Leçon de sagesse de nos voisins du nord
Le "Prinsjesdag" marque le début de la nouvelle année politique chez nos voisins du nord. Cette année, tant les festivités que le contenu de l'agenda politique sont dictés par la pandémie du coronavirus. Naturellement, ce sont surtout le projet de budget ("Miljoenennota") et les prévisions qui l'accompagnent qui nous intéressent. Le roi et le gouvernement se montrent particulièrement clairs: la crise du coronavirus pèse sur l'économie et la société néerlandaises et elle laissera des traces profondes pendant longtemps. Dans la realpolitiek néerlandaise, cela se traduit par un budget qui tente de trouver des nouvelles recettes et qui met en place des mesures de stimulation économiques très sélectives et ciblées. Un plan avec une vision à long terme, sans fioritures et intégrant des choix politiques difficiles.

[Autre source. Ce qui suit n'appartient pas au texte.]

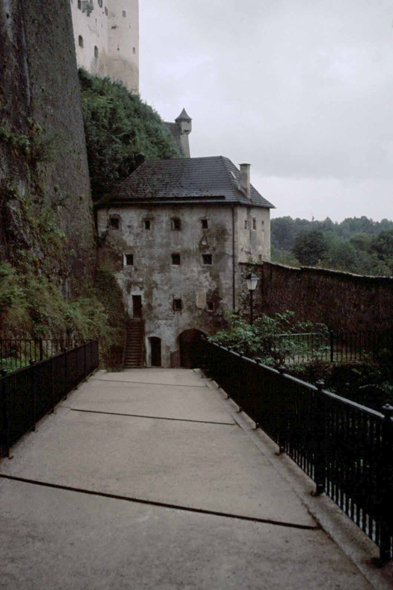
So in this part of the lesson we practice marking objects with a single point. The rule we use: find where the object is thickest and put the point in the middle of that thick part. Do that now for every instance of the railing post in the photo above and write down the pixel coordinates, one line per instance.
(320, 443)
(331, 335)
(84, 360)
(6, 421)
(65, 374)
(53, 385)
(281, 438)
(33, 408)
(387, 485)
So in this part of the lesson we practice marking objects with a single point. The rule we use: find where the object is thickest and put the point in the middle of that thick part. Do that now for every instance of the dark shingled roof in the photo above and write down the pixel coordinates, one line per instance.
(184, 116)
(184, 180)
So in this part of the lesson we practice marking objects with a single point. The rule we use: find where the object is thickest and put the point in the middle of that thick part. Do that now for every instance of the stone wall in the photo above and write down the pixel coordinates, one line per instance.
(342, 301)
(40, 106)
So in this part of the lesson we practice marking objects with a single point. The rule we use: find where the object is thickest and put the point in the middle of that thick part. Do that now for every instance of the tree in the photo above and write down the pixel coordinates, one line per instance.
(310, 247)
(383, 245)
(121, 132)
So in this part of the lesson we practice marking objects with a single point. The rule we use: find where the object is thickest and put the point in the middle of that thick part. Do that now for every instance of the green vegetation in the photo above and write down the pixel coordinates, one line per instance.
(357, 245)
(368, 381)
(121, 132)
(35, 294)
(256, 340)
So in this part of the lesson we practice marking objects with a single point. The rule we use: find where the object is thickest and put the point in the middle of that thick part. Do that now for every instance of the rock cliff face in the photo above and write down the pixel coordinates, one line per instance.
(45, 205)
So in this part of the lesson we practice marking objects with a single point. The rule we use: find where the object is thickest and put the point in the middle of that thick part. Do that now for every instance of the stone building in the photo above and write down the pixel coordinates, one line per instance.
(175, 232)
(106, 34)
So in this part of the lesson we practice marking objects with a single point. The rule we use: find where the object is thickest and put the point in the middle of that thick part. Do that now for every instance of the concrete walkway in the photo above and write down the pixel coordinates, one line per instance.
(148, 479)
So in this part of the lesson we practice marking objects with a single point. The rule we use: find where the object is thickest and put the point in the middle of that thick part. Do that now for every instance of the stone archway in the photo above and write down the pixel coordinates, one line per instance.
(189, 351)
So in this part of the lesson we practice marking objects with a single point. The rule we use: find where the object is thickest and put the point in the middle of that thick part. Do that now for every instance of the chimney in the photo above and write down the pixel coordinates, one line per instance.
(245, 179)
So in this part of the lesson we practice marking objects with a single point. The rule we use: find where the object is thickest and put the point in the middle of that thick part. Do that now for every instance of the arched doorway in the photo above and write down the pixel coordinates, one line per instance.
(189, 350)
(155, 351)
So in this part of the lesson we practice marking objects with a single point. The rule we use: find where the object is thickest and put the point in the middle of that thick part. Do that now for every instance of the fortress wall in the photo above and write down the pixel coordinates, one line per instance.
(93, 28)
(39, 83)
(342, 301)
(123, 42)
(110, 33)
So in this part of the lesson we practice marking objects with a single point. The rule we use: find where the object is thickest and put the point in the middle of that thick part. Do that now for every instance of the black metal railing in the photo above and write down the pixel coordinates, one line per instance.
(344, 447)
(28, 394)
(326, 346)
(16, 353)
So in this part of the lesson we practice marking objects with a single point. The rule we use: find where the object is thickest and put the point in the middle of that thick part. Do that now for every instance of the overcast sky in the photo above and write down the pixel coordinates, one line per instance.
(300, 89)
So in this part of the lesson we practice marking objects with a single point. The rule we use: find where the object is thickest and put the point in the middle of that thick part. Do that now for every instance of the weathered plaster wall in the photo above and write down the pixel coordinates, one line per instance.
(39, 84)
(253, 226)
(110, 35)
(92, 27)
(340, 300)
(157, 280)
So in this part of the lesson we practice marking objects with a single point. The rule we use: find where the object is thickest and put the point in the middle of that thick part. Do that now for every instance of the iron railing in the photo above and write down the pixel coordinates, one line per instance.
(331, 346)
(20, 352)
(28, 394)
(344, 447)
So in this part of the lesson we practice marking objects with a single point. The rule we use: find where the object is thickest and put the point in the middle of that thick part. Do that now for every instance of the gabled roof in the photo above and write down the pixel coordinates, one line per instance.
(184, 180)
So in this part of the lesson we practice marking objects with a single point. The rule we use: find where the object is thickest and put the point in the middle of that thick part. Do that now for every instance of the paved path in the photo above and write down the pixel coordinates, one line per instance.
(144, 480)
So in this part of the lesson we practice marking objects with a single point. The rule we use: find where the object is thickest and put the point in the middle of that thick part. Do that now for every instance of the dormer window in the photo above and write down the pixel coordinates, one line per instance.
(176, 224)
(177, 305)
(114, 222)
(129, 259)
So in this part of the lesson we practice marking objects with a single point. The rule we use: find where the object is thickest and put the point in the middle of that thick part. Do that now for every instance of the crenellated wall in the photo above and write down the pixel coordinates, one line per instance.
(342, 301)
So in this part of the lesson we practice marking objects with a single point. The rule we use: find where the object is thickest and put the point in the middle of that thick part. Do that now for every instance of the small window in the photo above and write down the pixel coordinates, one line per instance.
(114, 222)
(177, 305)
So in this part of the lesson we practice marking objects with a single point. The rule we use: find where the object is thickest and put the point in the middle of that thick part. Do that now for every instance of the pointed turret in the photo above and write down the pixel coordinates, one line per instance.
(184, 123)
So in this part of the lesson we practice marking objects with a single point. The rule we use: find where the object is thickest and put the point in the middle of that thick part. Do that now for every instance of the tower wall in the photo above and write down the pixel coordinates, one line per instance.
(123, 42)
(106, 36)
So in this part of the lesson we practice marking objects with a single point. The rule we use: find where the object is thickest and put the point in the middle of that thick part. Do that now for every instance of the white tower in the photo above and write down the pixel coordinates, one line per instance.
(107, 38)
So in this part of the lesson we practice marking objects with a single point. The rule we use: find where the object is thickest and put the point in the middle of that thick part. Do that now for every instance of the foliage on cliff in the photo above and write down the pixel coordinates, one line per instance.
(121, 132)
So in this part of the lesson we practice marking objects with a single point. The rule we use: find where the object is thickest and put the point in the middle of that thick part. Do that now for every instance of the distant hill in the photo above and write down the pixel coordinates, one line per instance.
(357, 244)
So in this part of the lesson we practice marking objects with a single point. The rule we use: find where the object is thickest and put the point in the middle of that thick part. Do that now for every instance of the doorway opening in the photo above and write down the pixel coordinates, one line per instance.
(137, 306)
(189, 348)
(155, 351)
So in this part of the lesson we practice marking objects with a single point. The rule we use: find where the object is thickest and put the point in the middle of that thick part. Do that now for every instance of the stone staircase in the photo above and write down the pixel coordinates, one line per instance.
(134, 353)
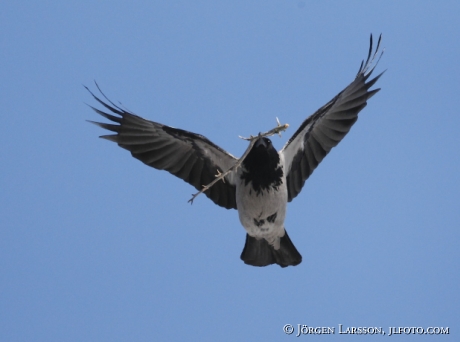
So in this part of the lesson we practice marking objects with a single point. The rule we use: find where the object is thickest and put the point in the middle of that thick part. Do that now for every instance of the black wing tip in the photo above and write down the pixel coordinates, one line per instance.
(366, 68)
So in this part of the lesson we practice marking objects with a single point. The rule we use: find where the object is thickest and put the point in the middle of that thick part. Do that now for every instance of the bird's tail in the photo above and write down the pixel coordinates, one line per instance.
(261, 253)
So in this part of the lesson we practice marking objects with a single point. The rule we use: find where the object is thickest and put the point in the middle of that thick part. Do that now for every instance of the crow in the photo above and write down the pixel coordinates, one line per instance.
(265, 180)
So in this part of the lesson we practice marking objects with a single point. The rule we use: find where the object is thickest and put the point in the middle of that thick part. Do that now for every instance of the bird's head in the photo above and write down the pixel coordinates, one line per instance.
(262, 155)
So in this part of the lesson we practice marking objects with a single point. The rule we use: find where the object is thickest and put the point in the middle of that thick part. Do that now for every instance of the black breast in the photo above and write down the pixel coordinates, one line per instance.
(262, 167)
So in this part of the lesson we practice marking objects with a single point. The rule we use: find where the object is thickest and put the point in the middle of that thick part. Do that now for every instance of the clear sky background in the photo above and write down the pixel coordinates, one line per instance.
(96, 246)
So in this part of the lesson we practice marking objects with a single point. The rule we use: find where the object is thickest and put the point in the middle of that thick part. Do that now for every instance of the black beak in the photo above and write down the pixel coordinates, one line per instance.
(260, 142)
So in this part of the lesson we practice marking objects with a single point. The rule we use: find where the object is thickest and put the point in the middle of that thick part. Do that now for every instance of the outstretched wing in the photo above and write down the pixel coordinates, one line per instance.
(187, 155)
(323, 130)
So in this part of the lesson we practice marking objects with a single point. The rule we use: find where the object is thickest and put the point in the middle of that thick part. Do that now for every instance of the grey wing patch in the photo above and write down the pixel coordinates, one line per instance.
(189, 156)
(323, 130)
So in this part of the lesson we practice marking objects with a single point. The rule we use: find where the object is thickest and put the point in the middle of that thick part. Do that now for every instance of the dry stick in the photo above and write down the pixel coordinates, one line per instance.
(277, 130)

Quel contraste avec la Belgique! Si les vagues idées de relance ne manquent pas de ce côté-ci de la frontière, il est en revanche beaucoup plus difficile de trouver des traces d'une réelle volonté politique. Et, pendant ce temps, l'horloge continue de tourner. Notre tissu économique a désespérément besoin d'une approche structurelle qui va au-delà des mesures d'urgence prises actuellement. L'appel commun exceptionnel lancé par les organisations patronales et les syndicats à partir du SERV (Conseil économique et social flamand) est un véritable appel au secours adressé à nos dirigeants pour qu'ils agissent. Le chômage temporaire et les moratoires sur les crédits sont des instruments utiles pour amortir le choc, mais (en plus d'être impayables) ils ne seront d'aucune utilité pour renforcer les fondamentaux économiques et garantir notre bien-être. En outre, la Belgique risque de ne pas pouvoir bénéficier de l'aide européenne (limitée) si elle n'a pas déposé son plan de relance auprès de la Commission européenne à la mi-octobre. Il y a donc urgence...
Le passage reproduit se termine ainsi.